Babasının tuttuğu özel tekne, dalış ekipmanları, Mehmet Hoca ve sevdiği erkeğin desteğiyle Derya var gücüyle çalışır ve geçmesi gereken suyun derinliğine rahatlıkla girebilmektedir artık.
Zaman hızla akıp giderken, yaz dönemi kısa bir süre işlerinin başında olması gerektiğini söyleyen Ömer hiçte davrandığı, göründüğü gibi biri çıkmaz. Derya onu havaalanında yabancı bir kadınla sarmaş dolaş yakalar.

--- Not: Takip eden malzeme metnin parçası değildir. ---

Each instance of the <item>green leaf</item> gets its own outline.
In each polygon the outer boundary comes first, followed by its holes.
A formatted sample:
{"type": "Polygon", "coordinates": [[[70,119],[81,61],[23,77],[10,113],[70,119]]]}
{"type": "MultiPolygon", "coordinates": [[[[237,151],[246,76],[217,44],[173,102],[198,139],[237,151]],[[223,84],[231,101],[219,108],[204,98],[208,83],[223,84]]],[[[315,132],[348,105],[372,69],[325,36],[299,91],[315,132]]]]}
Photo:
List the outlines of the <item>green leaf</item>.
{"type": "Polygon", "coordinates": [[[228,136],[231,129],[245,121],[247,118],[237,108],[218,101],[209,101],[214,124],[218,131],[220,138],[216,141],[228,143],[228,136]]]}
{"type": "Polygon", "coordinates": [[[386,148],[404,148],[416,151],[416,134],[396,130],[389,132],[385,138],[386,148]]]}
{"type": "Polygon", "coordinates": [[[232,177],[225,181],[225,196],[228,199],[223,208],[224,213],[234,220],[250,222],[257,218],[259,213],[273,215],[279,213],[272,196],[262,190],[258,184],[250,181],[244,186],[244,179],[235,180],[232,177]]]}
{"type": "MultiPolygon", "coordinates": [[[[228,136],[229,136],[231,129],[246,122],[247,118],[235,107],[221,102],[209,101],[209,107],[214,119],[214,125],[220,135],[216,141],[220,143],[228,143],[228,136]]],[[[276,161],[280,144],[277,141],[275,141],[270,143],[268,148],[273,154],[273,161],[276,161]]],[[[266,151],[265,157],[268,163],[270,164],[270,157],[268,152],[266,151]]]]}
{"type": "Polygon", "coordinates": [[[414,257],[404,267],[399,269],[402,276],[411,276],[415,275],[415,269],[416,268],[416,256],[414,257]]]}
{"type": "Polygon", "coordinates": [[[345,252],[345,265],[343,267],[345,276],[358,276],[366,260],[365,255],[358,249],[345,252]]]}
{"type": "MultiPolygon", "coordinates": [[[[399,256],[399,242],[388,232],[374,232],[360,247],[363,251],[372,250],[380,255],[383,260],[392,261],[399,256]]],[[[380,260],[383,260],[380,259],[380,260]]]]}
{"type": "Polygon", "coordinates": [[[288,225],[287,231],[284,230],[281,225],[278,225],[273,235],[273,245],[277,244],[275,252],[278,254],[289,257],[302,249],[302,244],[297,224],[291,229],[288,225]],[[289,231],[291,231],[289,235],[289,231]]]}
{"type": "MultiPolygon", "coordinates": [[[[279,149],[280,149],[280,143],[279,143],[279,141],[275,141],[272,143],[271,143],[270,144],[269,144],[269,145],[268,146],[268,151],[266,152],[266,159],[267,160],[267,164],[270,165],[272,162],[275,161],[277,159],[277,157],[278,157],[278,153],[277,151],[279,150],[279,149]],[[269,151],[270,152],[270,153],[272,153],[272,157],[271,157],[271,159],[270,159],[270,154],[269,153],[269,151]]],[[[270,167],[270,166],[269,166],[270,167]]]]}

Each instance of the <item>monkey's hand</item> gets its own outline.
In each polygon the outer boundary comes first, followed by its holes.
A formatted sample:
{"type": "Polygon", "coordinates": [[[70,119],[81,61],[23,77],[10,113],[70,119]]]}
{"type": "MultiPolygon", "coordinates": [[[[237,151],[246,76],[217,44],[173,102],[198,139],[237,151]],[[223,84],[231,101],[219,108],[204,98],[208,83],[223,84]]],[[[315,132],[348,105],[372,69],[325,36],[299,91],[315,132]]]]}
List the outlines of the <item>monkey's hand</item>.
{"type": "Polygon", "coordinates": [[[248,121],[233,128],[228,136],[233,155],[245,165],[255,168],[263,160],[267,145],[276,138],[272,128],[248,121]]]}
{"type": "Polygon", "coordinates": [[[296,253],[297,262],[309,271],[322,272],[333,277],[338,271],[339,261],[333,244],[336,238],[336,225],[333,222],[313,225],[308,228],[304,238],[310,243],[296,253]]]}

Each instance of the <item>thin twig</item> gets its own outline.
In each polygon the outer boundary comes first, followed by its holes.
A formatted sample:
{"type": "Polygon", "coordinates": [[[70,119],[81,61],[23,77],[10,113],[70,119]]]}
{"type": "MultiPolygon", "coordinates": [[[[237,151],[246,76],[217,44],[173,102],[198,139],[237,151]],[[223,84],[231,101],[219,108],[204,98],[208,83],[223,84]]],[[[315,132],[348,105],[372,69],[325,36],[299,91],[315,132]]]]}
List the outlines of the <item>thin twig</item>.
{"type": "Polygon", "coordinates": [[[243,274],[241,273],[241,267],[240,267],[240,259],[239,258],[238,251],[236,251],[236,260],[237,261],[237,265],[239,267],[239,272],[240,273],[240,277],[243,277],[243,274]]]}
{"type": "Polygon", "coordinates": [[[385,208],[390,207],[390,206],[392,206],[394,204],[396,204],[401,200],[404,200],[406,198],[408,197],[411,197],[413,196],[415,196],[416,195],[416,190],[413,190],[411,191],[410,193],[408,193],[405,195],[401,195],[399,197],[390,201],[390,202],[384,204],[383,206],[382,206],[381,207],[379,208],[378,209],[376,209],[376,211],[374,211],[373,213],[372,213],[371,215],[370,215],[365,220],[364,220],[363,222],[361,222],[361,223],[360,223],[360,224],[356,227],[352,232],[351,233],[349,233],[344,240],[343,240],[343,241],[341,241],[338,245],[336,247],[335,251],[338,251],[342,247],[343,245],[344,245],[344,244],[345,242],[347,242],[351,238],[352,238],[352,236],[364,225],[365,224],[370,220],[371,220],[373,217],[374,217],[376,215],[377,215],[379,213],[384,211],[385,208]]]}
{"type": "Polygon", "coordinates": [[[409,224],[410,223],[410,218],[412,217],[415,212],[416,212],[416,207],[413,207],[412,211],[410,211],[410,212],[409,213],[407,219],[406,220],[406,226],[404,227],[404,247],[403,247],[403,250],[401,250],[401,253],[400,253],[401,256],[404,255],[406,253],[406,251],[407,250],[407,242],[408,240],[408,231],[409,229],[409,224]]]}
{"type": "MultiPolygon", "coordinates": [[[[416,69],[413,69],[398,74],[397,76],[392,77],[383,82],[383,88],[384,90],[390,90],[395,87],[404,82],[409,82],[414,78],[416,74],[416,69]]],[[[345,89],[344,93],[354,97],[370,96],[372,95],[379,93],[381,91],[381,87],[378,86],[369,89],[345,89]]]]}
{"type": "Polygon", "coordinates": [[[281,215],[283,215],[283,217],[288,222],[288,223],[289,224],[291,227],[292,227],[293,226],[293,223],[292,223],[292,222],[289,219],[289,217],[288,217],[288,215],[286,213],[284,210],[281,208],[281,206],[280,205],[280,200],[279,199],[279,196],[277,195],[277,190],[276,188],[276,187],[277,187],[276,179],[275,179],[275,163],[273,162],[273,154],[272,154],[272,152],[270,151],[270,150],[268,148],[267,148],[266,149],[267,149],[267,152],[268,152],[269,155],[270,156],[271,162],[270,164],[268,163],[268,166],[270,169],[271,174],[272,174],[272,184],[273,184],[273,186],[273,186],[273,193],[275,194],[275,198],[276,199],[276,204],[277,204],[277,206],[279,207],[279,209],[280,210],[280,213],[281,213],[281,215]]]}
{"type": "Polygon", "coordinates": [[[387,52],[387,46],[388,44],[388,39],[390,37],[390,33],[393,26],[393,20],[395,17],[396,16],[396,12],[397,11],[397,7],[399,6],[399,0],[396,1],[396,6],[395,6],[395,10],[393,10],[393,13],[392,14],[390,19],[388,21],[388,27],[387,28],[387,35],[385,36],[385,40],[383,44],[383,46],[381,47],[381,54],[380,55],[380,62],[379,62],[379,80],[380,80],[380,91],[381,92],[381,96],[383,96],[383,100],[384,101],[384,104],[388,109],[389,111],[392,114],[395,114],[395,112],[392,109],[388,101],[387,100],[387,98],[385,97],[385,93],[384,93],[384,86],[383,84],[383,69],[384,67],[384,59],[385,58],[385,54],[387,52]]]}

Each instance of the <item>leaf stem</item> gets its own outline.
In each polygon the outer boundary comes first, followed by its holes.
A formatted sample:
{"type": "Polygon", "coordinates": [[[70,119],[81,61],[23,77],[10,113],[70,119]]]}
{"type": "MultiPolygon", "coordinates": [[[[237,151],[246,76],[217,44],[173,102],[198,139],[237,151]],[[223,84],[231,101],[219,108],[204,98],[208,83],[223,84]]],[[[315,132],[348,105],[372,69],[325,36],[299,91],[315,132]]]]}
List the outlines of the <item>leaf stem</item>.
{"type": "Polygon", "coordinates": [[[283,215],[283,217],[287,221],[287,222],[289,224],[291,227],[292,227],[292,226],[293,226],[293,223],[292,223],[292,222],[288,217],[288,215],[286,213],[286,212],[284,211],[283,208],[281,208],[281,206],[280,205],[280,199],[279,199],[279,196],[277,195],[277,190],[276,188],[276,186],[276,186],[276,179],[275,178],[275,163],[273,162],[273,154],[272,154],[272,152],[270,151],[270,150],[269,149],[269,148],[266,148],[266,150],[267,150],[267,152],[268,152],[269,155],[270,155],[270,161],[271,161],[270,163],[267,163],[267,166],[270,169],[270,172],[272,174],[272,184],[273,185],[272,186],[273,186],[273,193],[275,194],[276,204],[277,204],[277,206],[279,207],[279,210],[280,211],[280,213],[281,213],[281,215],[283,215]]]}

Bu duruma Mehmet Hoca’da şahit olur. Birkaç gün kendine gelemeyen Derya durumdan bahsetmek için annesini aradığında; babasının Akdeniz’ de bir araştırma gemisinde olduğunu, fırtınadan dolayı iletişim kuramadıklarını, en kısa zamanda haberdar edip kendisini arayacaklarını duyar. Kendisine ulaşmaya çalışan hocasına da iyi olduğunu söyleyerek kendisinden uzak tutar. ‘’Yürüyen bir yara’’dır artık Derya. Son olarak Ömer’ e uzun bir mail yollayarak, yarasının kanını akıtır…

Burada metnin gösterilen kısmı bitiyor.